Ce serait le maréchal Guillaume de Joyeuse qui, lors d’un voyage en Italie, charmé par un corso à Venise, aurait introduit et popularisé dans sa baronnie ces mascarades qui durant quatre siècles aidèrent à la renommée de Saint-Didier.
C’étaient des scènes allégoriques, riches, parées, brillantes et animées où la joie bruyante respectait toutes les convenances.
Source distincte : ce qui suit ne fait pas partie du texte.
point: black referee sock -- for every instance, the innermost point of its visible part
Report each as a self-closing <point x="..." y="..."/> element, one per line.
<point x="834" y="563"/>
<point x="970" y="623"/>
Nos ancêtres excellaient dans l’art de s’amuser sans offenser la morale et le carnaval de Saint-Didier était frère des scènes mi-religieuses, mi-profanes, dénommées mystères qui se jouaient devant le portail de nos cathédrales. Et Quiconque est parvenu à saisir l’état d’âme de nos simples et bons aïeux comprend qu’il n’en pouvait être autrement.
C n’était pas d’ailleurs une soirée préparée par quelques taverniers à court de clientèle mais bien une partie organisée par les principaux notables du pays qui ne dédaignaient pas d’y jouer un rôle actif. On se souvient encore de M. Allouès de Lafayette sous le chapeau à plumes de paon.
Car le nom des acteurs n’était un mystère pour personne bien que les carnavals aient un masque d’étoffe rose et les arlequins un loup de velours noir. Les autres personnages n’étaient jamais masqués. Ils se contentaient de se grimer avec un charbon de bois et beaucoup de farine ou d’amidon.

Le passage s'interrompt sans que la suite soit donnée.